Deserto Rosso è il progetto musicale portato avanti dalla cantante Erika Savastani e dal chitarrista e produttore Danilo Pao; il nome del duo romano è un omaggio al celebre film di Michelangelo Antonioni. D’altronde con il cinema (ed il teatro) la band ha molta affinità. Ha scritto le musiche (premiate) del cortometraggio “Ce l’hai un minuto?” che vedeva autore e regista Alessandro Bardani e protagonisti Giorgio Colangeli e Francesco Montanari. Ora ha firmato la colonna sonora dello spettacolo teatrale “Il più bel secolo della mia vita”, sempre scritto e diretto da Bardani (assieme a Luigi di Capua) e interpretato da Colangeli e Montanari, apprezzato dal pubblico e sold out nelle sue rappresentazioni al Teatro della Cometa di Roma.
Il momento clou della colonna sonora, la canzone “Messico lontano”, si snoda a chiusura della commedia ed è una particolare rilettura di un brano dimenticato degli Albero Motore, la band progressive romana degli anni ’70. Una bella interpretazione, quella di Savastani-Pao e dei valenti musicisti che hanno collaborato con loro (Fernando Pantini alle chitarre e Andrea Ruta alla batteria), ricca di poesia, con suggestivi arrangiamenti, intrecci di chitarre e la voce ispirata di Erika. Un omaggio anche, a ben riflettere, a musicisti del calibro del vocalist Maurizio Rota e del percussionista Marcello Vento degli Albero Motore, che ci hanno lasciato rispettivamente, cinque e due anni fa.
“Messico lontano” è pure uno dei momenti più intensi dal secondo album dei “Deserto Rosso”, “Progresso” (Aroma Rec); si intitola così perché è un album tributo al rock progressive degli anni ’70, quello delle band più note – New Trolls, Le Orme, Equipe 84, Il Banco del Mutuo Soccorso (incredibile la versione di “Non mi rompete”) – ma anche quello dei gruppi meno conosciuti come Lydia e gli Hellua Xenium. La canzone in questione è anche il secondo singolo tratto dall’album (dopo “Casa mia” di Equipe 84), supportato da un video, diretto da Cosimo Alemà, girato nella ferriera abbandonata di Tolfa. Nel filmato si racconta un viaggio, immaginario, che è nella psiche più che all’esterno (Messico lontano e dentro allo stesso tempo). Con Erika appare, nelle vesti di attore, proprio Alessandro Bardani (il regista del corto e della commedia con le colonne sonore di Deserto Rosso).

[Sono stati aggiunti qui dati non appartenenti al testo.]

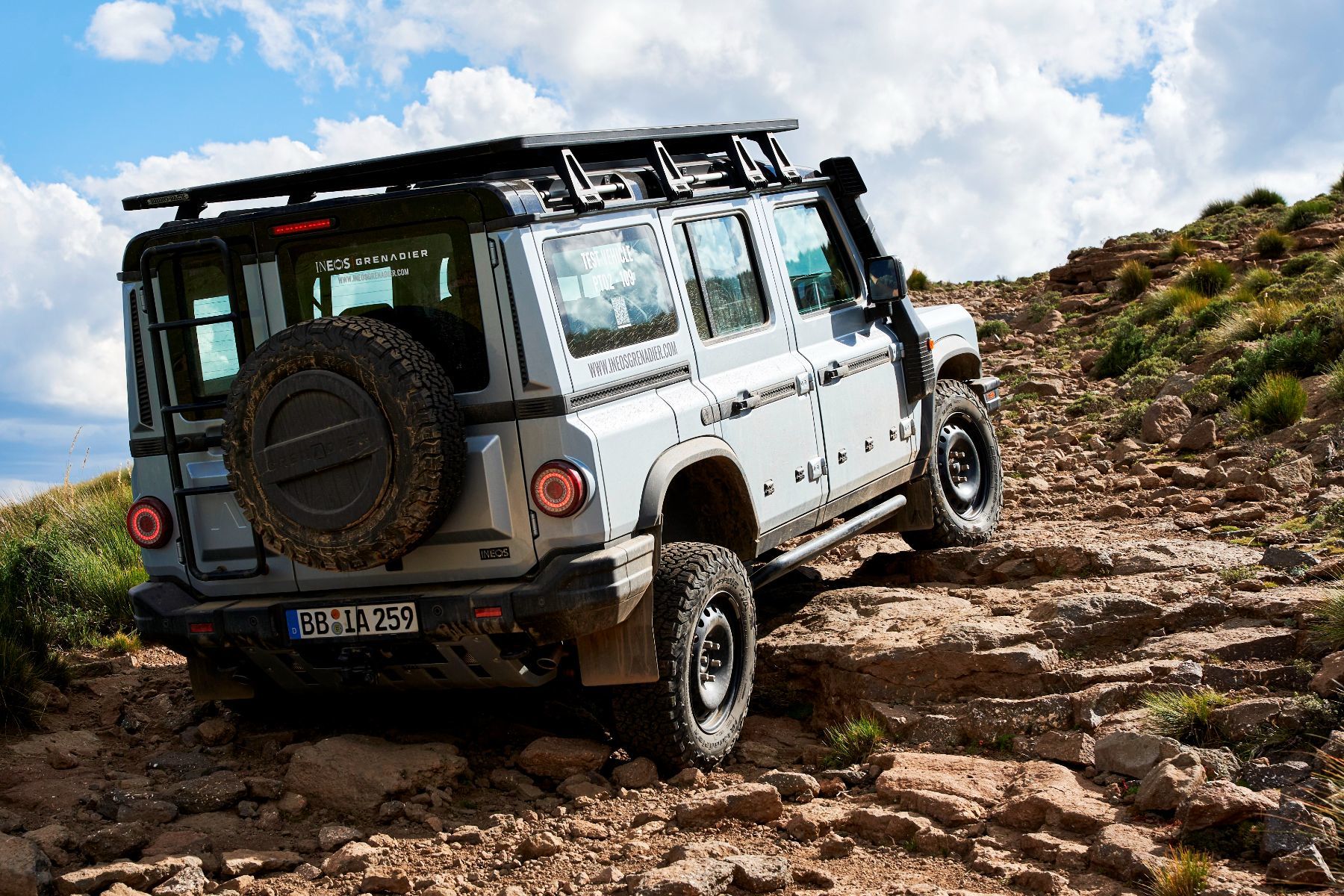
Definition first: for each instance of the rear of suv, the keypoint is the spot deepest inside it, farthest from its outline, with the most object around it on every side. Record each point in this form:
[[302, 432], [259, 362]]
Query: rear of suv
[[538, 406]]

I brani di “Progresso”, oltre ad essere in vendita nei principali store digitali, sono proposti anche in “pen drive” per computer, alla ricerca di nuovi contenitori (più congeniali ai tempi odierni, in cui sono stati sconfessati il vinile e pure il compact disc). La chiavetta USB, tutto sommato, continua a dare “fisicità” alla musica.
Deserto Rosso si cuce addosso abiti vintage, li personalizza, li modernizza, attualizzandoli, per certi versi rendendoli meno “prog”, alla ricerca dell’essenza di una stagione. Proprio “Messico lontano” diventa l’emblema del percorso di rinnovamento attuato; gli artisti gli levano la polvere di dosso per farne un brano di atmosfera che sa chiudere una commedia di successo, che affronta tematiche sociali scottanti, come quelle dei figli di N.N. alla ricerca delle loro origini.